Results and Discussion

Decomposing mouse data into HMEC components

First, we decomposed the 14 mouse tumors into the available five classes of HMEC samples. To do this, we construct a C matrix, where each column consists of the class-means of the five perturbation classes represented in the HMEC samples (Myc, Ras, E2F3, Src, and BCatenin). It is unlikely that a perturbation will have an effect on all genes, causing many genes to be irrelevant with respect to a specific perturbation, consequently only contributing noise to the modeling problem. Therefore, we also applied a feature selection step on the HMEC data. We were most interested in genes that distinguish one of the HMEC classes from the other four. Therefore we ranked, for each of the classes, the genes based on their ability to discriminate between that class and the remaining classes. We employed the absolute signal to noise ratio (SNR) as ranking criterion. Next, we selected the top n genes for each of the five ranked lists, and then took the union of these five lists. Of course, alternative feature selection procedures can be employed, but they are beyond the scope of the current analysis. Using the set of genes selected in the feature selection step, and each of the mouse samples as target in y, we applied each of the four decomposition variants, U, P, S, and L (see methods section). After applying the models, we assign each mouse sample to the HMEC class which has the highest absolute w i . Since we know the mutation status of the mouse samples, we can compare the class assignment from the different variants to the known mutation status. To evaluate the predictive accuracy we only employed the three classes in the mouse dataset for which an equivalent class is present in the HMEC data. Therefore, we used the classes Myc, Ras and E2F3 (which is equivalent to Rb-null in mice), from the mouse data.

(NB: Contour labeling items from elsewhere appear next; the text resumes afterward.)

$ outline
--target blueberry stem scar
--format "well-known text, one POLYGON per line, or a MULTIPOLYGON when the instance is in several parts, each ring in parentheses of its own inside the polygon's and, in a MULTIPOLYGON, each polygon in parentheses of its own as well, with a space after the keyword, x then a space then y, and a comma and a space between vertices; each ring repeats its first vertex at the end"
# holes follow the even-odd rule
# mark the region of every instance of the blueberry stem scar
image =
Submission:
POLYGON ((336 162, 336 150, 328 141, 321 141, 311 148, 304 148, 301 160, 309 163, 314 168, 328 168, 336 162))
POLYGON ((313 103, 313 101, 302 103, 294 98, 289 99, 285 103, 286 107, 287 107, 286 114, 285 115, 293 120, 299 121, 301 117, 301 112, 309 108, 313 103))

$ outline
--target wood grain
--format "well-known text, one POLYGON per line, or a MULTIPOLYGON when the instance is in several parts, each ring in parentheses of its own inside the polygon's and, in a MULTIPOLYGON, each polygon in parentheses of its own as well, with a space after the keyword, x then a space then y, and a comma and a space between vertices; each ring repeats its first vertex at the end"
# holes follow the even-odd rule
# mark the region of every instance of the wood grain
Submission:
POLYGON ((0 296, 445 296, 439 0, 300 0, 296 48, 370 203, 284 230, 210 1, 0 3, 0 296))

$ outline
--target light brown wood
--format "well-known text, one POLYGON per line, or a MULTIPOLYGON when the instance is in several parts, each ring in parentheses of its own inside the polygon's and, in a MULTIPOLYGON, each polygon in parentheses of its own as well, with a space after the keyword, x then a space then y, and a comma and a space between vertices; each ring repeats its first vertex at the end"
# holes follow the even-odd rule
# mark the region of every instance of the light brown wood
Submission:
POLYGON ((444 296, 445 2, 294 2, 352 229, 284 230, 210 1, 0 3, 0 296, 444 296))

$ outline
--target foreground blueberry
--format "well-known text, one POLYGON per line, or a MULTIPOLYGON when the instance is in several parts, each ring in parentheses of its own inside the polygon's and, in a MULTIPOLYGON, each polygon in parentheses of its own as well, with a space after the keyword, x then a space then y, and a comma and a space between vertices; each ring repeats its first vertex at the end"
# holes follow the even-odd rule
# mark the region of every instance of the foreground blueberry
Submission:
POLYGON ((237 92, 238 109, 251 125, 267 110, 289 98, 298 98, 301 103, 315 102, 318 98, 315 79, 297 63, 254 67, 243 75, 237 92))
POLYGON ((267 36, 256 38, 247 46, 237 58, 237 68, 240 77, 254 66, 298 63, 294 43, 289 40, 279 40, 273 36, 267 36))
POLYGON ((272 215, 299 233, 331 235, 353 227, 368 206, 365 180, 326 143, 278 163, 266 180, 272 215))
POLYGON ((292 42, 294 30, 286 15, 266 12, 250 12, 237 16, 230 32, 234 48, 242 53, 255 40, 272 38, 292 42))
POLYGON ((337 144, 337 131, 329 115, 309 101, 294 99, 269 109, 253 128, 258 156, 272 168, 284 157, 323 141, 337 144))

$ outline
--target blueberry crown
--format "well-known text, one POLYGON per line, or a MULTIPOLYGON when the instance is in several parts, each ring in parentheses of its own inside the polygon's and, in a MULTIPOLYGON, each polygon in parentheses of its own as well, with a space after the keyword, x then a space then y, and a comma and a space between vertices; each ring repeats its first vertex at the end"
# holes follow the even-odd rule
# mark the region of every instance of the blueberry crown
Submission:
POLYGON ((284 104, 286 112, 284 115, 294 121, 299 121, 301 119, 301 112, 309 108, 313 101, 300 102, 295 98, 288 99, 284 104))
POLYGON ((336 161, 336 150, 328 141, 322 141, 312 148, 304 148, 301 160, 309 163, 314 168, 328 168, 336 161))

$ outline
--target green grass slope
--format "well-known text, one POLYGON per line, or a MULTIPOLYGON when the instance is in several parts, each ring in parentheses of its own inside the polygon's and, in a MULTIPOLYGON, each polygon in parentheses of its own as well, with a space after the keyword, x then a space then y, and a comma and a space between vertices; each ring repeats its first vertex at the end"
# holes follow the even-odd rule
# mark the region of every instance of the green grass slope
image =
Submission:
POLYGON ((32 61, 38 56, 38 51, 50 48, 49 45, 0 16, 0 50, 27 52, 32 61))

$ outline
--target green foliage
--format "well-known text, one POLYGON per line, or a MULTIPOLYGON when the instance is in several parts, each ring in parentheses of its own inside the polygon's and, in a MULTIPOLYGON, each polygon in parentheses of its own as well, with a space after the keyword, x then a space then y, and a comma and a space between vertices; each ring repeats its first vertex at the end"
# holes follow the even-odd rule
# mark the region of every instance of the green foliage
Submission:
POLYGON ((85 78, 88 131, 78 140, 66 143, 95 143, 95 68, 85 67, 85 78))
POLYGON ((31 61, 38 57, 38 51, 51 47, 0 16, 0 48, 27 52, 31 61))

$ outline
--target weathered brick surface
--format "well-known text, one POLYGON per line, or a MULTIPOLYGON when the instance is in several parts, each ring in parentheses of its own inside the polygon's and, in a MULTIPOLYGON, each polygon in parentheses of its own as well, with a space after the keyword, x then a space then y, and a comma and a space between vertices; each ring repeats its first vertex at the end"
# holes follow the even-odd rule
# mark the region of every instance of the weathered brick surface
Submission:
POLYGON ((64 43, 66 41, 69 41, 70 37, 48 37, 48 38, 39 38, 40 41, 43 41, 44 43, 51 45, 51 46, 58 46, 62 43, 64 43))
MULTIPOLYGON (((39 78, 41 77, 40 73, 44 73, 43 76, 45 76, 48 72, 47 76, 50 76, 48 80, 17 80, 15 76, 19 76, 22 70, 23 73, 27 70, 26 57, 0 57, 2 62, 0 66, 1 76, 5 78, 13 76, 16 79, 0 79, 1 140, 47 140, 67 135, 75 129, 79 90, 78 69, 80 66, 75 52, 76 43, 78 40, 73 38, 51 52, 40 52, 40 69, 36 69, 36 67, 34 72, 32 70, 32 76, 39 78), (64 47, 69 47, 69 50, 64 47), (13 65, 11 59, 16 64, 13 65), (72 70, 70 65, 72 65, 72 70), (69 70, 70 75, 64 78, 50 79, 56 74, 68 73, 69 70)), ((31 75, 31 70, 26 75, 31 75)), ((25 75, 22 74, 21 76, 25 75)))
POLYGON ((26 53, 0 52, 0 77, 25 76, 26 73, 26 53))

Figure 3 shows heatmaps indicating the obtained w vectors for all 14 mouse samples, as obtained by each of the four decomposition variants.

Figure 3
figure 3

Results on HMEC-Mouse data. Heatmaps showing the w vectors for the decomposition of the mouse samples into the HMEC classes. The four heatmaps correspond to the four decomposition variants, U, P, S, and L, as indicated above each of the heatmaps. Each heatmap lists the 14 mouse samples along the x-axis, and the five HMEC classes along the y-axis. The heatmap reflects the w vectors that were obtained by decomposing each mouse sample separately. Each column contains one cross, indicating the largest absolute weight in that particular w vector, and thus the class assignment for that particular mouse sample. These solutions correspond to the case where the union of top 70 most differentiating genes for the separate one-versus-rest HMEC class comparisons are employed to represent the HMEC classes.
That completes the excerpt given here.